Anxiety and depression are behavioral states associated with stress. Pharmacological and transgenic studies in rodents allow the modeling of anxiety- and depression-related behaviors. In this section, the role of Avp and its two main receptors in the brain, Avpr1a and Avpr1b, will be discussed in relation to modulating anxiety and depression, as well as to actions on the HPA stress axis (see Table 2).

2.4.1. Anxiety

High densities of vasopressinergic fibers (De Vries and Buijs, 1983) and Avpr1a (Ostrowski et al., 1992) are found within the septum. Anxiety-related behavior, as measured on the elevated plus maze (EPM), is significantly reduced with septal infusion of antisense oligodeoxynucleotide to the Avpr1a mRNA (Landgraf et al., 1995), as well as with the Avpr1a antagonist d(Ch2)5Tyr(Me)AVP (Liebsch et al., 1996; Engelmann et al., 2000), in the absence of altered locomotor activity. However, Appenrodt et al (1998) found both intraseptal and intraperitoneal (i.p.) application of Avp is also anxiolytic, indicating possible actions outside of the septum. Additionally, blocking Avpr1a in the septum via the antagonist d(Ch2)5Tyr(Et)VAVP either fails to affect anxiety (Appenrodt et al., 1998) or increases anxiety (Everts and Koolhaas, 1999). Technical and antagonist differences may account for some of the differing results.
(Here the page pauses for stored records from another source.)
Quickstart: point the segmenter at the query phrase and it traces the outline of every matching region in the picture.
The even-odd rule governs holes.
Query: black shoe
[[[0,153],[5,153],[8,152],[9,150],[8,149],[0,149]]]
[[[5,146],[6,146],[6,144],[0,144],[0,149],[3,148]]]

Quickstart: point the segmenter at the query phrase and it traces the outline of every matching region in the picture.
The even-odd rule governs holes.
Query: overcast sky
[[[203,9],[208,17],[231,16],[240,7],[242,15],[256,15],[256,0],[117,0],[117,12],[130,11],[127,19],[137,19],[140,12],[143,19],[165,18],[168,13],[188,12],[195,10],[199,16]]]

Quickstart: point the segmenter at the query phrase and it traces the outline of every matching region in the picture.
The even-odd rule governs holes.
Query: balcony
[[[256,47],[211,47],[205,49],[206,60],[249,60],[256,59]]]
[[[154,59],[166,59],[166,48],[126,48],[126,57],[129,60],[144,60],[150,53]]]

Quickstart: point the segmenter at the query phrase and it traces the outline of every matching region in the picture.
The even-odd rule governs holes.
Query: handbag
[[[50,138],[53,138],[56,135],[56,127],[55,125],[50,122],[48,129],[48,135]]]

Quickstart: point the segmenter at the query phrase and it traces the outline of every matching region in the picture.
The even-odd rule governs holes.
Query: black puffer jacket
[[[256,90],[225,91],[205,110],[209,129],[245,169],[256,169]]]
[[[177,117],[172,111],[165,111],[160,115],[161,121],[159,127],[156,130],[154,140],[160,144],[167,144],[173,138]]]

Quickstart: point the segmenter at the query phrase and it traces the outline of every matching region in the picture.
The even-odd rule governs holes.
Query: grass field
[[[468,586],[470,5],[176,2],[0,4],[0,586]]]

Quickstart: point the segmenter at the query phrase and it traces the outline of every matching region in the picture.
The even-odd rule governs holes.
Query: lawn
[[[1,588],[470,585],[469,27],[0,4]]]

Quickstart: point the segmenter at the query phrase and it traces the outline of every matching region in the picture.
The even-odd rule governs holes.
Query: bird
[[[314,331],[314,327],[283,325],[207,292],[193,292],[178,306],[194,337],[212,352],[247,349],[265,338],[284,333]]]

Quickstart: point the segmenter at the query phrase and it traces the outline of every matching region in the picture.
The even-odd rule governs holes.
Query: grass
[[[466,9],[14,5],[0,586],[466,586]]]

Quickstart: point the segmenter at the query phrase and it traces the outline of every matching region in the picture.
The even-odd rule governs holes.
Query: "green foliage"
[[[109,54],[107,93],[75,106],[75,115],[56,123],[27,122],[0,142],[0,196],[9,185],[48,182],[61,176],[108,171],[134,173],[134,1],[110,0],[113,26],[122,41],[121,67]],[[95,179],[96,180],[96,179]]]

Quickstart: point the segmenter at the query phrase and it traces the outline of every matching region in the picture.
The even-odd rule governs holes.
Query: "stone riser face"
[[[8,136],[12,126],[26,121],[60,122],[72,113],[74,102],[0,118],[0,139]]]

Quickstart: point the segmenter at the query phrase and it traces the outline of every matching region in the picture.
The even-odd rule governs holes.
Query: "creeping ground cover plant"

Some transgenic mice studies indicate a role for Avpr1a in modulating anxiety. Avpr1a KO males display significantly less anxiety-related behavior than wildtype males on a variety of tasks (Bielsky et al., 2004; Egashira et al., 2007). Additionally, over-expression of the Avpr1a gene in the LS significantly increases anxiety-related behavior (Bielsky et al., 2005a), further implicating Avpr1a in controlling the anxiety response. However, in another lab, no anxiolytic phenotype has been found in this line (Caldwell et al., 2006). Differences in strain background and technique may account for these differences. Interestingly, Avpr1a KO females do not display anxiolytic behaviors (Bielsky et al., 2005b; Caldwell et al., 2006). Sexual dimorphism in the extra-hypothalamic Avp system that ultimately projects to the septum (Wang et al., 1993) may underlie the lack of an Avp-related anxiety phenotype in Avpr1a KO females. Current work has implicated oxytocin pathways in the amygdala as underlying anxiety in females (Amico et al., 2004).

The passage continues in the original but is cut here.